Melompat ke Maret 2018. Giliran Abah Anton yang tertangkap. Lebih miris, ia tertangkap ketika sedang bersiap untuk mencalonkan diri lagi sebagai wali kota periode ke dua. Setelah ditahan dan resmi jadi tersangka, tentunya ia kesulitan untuk berkampanye. Walaupun hasil rekapitulasi menunjukkan masih ada 135.710 suara warga kota Malang yang mendukung Abah Anton.
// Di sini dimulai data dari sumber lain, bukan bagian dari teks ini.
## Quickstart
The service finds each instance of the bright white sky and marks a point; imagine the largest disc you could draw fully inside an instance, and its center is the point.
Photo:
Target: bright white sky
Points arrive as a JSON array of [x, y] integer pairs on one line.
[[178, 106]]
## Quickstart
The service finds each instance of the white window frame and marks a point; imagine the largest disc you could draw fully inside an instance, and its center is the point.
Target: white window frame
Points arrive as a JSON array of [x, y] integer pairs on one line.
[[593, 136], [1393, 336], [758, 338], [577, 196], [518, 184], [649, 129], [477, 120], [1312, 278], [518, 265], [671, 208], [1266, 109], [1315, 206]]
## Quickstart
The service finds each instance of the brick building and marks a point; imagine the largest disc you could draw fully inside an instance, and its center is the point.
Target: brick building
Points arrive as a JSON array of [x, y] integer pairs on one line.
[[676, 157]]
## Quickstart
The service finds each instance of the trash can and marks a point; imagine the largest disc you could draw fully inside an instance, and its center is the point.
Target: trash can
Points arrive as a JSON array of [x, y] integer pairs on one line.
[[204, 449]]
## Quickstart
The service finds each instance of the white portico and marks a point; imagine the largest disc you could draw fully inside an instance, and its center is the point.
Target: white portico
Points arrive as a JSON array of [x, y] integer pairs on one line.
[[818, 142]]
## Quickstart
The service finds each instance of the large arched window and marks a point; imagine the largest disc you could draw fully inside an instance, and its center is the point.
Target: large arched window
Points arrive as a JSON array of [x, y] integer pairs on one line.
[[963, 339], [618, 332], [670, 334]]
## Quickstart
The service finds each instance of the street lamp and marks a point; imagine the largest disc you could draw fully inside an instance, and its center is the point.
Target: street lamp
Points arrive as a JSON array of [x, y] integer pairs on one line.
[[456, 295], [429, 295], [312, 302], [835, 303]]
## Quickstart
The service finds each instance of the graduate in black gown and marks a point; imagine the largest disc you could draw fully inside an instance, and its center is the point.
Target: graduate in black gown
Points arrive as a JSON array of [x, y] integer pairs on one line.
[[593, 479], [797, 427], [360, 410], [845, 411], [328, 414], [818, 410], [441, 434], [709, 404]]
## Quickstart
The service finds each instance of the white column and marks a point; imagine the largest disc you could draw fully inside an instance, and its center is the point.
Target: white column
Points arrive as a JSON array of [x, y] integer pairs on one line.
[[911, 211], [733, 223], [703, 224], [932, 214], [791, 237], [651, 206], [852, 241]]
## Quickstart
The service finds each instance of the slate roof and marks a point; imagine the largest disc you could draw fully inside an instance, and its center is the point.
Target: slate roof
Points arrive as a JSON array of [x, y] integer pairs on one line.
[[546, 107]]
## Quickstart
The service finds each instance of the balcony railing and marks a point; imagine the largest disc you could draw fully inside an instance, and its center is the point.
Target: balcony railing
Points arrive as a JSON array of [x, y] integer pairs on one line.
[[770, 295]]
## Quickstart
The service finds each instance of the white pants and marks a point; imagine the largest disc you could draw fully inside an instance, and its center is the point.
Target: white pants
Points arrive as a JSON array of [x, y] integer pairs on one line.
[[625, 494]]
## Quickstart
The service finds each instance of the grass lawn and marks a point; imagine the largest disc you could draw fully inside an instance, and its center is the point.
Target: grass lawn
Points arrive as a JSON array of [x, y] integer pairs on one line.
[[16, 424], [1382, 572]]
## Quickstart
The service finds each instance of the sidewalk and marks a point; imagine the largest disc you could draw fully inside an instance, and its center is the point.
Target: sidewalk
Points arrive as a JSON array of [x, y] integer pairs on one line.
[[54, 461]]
Cerita belum selesai, kita memasuki klimaks. Masih di tahun yang sama, 6 bulan pasca tertangkapnya Anton, KPK menangkap 41 dari 45 anggota DPRD Kota Malang dengan dugaan suap. Roda administrasi kota Malang terancam lumpuh, sebab beberapa pencairan anggaran membutuhkan persetujuan dewan.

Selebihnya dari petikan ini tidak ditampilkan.